新型コロナが流行る前、ナイツが司会を務める『お笑い演芸館VS.』(BS朝日)というネタ番組に出演したことがあるんです。そうしたら「師匠、ネタの時間は15分超えてもOKです。あとはこちらで編集します」とプロデューサーに言われました。朝日放送の方で、お笑いのことをよく分かっている人だったんですよ。

結局、俺らは30分くらい漫才をしました。ただ、漫才の編集は難しいんです。よほど笑いのことを理解していないと、ネタのフリなしで、オチだけ放送しても面白くないでしょ。実際に放送された番組を見たら、俺らの漫才を損なわないようにきっちり編集されていましたね。

テレビ放送が開始されて、もう60年以上経つでしょ。新しい企画自体を立てることが難しいのも時代の変化かもしれませんね。それに新型コロナが流行ってからは、漫才コンビの間にもアクリル板が備え付けられて、相方の体にさえ、なかなか触れない状況が続いていますから。

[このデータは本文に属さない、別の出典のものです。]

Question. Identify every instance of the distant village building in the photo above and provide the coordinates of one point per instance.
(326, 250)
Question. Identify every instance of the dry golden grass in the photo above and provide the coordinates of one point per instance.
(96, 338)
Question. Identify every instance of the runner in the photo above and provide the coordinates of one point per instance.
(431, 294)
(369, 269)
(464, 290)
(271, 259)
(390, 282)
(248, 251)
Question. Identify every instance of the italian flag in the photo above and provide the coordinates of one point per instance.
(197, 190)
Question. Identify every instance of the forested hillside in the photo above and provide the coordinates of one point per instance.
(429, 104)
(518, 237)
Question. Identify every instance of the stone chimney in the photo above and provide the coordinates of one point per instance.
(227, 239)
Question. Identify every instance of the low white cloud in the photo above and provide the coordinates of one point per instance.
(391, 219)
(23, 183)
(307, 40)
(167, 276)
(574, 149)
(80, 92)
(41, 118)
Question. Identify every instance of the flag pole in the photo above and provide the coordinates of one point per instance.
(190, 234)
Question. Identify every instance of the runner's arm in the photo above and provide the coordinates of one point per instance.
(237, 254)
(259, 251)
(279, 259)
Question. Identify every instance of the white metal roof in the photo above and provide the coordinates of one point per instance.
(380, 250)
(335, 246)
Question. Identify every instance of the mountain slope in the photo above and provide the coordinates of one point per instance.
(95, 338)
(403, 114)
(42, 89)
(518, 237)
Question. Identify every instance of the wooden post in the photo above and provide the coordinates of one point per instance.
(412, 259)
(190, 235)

ましてや、ここ数年はちょっとでも変なことを口にすれば、ネット上で炎上する。だから笑わせるための多少、失礼な物言いが許されない。

本来は多少、失礼な物言いを漫才でしても本当に面白いネタならお客さんや視聴者はそういう言葉にすら気が付かないんですよ。テンポよくバンバンウケると、言葉1つ1つにいちいち反応しないし、覚えてもいない。だから余計なことを考える前にネタは終わってしまう。そういう技術がないと、見ている方に「おもろないな」「こんなことを言ったらダメだろ」などと考える隙を与えてしまうんです。

技術がある面白い漫才師なら、多少きついことを言っても良いと俺は思っていますね。

島田洋七
1950年広島県生まれ。漫才コンビ『B&B』として80年代の漫才ブームの先駆者となる。著書『佐賀のがばいばあちゃん』は国内販売でシリーズ1000万部超。現在はタレントとしての活動の傍ら、講演・執筆活動にも精力的に取り組んでいる。